Excellent article. Pavel needs to write an update on his father’s training. Love these articles on how to combat ageing. This is more important than a world title or record. Ageing gracefully with strength and dignity is something missing from today’s society.
Great article, Dr.
It’s funny how our interests and motivations adjust from age. There was a time that I may have never read this article. Now as I sign up to start my Social Security, articles on longevity immediately catch my attention. This was well worth the time spent reading it.

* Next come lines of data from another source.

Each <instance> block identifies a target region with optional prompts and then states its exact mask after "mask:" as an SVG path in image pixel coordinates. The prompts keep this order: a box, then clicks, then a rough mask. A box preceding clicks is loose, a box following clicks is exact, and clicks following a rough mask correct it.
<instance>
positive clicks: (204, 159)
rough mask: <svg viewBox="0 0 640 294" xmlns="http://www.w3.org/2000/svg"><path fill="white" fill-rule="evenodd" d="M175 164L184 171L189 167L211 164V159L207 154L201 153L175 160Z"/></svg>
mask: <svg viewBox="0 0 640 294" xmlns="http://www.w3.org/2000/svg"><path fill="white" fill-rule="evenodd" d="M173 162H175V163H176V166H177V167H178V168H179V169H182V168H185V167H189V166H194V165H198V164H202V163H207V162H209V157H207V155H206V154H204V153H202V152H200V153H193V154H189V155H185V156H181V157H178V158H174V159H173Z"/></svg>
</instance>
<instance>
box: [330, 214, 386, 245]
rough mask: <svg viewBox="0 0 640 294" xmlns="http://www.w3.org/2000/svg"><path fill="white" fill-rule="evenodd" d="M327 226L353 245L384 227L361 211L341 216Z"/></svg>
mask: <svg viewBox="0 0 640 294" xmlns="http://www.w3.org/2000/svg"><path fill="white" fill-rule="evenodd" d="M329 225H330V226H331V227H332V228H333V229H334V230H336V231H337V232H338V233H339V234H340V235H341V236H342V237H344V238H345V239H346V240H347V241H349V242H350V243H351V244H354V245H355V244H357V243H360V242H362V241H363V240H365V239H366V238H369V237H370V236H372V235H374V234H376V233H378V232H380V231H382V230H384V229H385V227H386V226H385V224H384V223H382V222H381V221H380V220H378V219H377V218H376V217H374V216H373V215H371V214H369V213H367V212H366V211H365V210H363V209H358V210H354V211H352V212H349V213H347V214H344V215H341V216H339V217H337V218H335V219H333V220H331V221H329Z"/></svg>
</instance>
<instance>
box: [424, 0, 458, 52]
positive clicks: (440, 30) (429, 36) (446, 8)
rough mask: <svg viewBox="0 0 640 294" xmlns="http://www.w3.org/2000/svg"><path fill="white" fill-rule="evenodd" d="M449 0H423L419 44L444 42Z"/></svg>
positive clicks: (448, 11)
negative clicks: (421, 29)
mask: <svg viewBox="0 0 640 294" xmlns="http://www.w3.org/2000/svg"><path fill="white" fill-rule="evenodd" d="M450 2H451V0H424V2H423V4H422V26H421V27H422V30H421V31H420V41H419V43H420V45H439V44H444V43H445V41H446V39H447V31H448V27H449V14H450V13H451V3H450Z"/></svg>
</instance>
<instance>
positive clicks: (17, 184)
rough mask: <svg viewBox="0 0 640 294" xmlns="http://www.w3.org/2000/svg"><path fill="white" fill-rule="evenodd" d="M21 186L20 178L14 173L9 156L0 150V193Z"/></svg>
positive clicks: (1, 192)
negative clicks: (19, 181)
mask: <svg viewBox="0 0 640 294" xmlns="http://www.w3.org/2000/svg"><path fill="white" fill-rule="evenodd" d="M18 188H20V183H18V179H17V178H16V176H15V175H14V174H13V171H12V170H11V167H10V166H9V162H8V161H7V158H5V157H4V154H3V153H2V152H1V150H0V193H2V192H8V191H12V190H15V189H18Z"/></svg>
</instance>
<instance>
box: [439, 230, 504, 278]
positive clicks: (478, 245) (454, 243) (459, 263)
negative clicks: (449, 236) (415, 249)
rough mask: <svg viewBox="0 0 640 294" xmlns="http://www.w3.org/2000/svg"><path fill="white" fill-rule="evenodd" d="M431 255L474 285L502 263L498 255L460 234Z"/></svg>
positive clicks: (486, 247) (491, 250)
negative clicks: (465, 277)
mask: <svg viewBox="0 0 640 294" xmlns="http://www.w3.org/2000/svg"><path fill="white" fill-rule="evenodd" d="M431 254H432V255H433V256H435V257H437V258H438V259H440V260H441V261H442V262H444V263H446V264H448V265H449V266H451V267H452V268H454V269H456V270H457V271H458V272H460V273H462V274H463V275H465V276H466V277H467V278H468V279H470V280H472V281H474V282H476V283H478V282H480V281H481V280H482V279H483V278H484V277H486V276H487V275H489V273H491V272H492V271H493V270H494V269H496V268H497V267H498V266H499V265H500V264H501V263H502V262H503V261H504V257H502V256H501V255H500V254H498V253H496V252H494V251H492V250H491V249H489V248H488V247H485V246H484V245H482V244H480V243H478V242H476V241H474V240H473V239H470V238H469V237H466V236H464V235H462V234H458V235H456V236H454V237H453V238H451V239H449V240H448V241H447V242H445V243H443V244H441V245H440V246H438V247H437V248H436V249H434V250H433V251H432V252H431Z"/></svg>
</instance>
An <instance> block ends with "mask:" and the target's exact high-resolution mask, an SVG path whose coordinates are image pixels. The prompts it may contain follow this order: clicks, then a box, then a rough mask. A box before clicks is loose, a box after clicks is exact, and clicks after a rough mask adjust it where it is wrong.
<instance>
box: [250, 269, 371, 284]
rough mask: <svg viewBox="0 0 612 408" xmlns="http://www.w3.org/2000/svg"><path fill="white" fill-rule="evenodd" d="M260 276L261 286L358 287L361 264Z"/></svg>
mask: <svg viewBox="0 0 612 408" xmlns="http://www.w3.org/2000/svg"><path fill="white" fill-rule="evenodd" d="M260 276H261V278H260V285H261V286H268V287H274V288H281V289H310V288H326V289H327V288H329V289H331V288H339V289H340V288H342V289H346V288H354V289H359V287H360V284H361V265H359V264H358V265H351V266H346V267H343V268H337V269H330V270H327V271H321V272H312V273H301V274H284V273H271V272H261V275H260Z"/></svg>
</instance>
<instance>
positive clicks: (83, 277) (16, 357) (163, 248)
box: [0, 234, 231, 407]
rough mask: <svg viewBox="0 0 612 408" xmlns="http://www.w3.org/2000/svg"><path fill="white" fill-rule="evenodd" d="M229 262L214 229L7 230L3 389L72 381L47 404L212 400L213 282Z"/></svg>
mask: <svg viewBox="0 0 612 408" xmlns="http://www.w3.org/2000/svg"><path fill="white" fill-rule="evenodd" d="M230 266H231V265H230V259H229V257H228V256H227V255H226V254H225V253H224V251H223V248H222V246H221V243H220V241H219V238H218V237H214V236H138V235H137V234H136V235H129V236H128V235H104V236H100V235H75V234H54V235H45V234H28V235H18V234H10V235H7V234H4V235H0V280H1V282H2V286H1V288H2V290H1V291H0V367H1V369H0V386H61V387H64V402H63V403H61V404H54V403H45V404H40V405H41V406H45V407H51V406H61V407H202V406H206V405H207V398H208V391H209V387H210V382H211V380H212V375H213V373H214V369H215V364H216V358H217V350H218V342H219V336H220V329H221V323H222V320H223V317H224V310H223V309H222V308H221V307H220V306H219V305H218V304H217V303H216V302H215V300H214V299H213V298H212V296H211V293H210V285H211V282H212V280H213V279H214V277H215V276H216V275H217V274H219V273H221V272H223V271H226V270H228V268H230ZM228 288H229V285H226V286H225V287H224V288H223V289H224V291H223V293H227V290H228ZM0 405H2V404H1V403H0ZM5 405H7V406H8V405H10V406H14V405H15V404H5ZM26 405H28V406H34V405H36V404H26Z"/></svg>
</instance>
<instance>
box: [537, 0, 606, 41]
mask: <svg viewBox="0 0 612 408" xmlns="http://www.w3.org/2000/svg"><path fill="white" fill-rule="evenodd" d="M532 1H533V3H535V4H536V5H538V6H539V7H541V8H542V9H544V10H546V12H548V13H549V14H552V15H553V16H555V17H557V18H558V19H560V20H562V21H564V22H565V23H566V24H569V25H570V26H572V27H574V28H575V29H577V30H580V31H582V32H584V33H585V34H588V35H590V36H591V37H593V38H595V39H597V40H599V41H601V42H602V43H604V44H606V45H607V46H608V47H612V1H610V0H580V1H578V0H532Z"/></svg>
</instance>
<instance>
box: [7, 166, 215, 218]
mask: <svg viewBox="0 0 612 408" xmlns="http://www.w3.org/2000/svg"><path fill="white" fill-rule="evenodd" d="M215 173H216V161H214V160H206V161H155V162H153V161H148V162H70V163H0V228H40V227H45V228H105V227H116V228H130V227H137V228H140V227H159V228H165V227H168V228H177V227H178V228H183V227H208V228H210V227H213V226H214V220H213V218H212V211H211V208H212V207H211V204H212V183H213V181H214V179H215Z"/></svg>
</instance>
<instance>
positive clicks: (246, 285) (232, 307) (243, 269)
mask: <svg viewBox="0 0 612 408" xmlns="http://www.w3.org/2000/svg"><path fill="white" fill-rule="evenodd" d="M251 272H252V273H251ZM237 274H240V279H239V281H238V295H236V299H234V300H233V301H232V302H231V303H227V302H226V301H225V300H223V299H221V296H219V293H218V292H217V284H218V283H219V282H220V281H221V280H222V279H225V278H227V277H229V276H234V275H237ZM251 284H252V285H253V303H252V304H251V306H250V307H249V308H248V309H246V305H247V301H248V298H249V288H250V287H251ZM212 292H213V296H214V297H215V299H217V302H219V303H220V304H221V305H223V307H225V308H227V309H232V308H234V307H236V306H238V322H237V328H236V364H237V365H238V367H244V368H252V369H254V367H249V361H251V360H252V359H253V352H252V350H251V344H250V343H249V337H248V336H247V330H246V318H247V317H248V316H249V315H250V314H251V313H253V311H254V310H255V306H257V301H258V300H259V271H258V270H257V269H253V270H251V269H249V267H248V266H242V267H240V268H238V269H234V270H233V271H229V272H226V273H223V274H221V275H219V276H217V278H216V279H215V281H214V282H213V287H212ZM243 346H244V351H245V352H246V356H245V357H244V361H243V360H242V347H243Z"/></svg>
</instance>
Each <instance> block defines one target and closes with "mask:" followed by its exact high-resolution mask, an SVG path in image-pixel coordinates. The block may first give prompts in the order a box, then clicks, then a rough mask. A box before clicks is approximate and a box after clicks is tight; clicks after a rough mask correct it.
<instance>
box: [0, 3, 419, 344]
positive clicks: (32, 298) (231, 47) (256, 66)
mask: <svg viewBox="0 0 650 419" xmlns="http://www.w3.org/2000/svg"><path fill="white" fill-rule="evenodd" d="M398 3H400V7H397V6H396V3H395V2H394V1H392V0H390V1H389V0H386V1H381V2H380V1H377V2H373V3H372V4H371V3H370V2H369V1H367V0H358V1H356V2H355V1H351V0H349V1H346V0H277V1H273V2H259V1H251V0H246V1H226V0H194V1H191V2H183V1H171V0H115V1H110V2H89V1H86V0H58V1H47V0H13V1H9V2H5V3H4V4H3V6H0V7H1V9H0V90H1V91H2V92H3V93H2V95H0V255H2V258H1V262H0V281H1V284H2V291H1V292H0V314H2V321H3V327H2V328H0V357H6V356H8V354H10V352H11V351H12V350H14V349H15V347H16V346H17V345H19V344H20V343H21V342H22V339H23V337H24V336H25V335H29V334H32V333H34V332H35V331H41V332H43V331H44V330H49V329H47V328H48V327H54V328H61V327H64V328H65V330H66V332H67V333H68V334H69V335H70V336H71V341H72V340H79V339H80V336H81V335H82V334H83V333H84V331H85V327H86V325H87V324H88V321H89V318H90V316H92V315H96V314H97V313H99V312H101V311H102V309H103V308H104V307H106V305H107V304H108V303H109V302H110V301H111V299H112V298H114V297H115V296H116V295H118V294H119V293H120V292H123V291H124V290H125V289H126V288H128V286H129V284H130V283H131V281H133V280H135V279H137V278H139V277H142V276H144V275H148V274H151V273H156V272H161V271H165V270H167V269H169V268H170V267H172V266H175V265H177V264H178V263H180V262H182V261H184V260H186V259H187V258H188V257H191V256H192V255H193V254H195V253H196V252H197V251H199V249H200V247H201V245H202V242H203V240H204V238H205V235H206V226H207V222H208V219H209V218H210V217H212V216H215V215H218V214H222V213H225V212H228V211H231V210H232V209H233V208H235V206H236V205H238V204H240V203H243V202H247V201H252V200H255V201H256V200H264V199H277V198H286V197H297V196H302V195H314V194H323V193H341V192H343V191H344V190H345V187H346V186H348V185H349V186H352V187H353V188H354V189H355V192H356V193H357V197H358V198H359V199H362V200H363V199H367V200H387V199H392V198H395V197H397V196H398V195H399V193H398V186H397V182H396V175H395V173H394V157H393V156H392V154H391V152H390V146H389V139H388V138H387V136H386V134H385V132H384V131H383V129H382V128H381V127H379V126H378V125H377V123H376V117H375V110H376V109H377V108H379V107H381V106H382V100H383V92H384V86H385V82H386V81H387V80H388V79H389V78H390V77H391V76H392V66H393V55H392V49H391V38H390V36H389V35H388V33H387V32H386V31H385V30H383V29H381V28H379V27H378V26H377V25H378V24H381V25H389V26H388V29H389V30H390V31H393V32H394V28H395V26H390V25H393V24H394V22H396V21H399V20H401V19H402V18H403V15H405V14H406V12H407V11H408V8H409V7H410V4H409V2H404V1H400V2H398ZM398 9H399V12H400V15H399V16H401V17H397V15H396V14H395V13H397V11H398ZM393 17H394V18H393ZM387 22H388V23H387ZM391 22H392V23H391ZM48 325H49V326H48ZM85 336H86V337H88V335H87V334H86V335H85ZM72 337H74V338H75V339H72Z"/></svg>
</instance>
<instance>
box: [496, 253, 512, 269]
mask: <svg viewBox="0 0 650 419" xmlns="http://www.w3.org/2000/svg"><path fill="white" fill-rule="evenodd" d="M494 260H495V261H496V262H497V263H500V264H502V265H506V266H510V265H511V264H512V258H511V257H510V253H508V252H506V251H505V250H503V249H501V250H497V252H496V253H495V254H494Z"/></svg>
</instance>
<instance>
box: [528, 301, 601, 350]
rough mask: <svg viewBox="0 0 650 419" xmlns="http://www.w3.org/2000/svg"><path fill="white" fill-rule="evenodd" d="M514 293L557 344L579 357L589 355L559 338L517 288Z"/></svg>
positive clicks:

Two things made me feel good. First, I’m so glad that I found and practice Pavel’s teachings. At thirty, they wanted to fuse two vertebrae in my back. I didn’t go through with that and now in my late 60s, as I do my kettlebell swing training I have never had such a pain free life. And second, looking at Pavel’s 85 year old dad, see point one.
Good Morning Mr,
Thank you for your article.
As a boxer, I often have to “curl” while twisting during the practice. I usually train with bodyweight only. I also sometimes needs to lean backward and forward.
Then, what would be, in your opinion, a core routine for boxing, because it requires both spine stiffness, muscle hardness, and flexibility.
Currently, I do not have back issue but I’d like to incorporate proper core training for both my sport, and also lifting in daily life.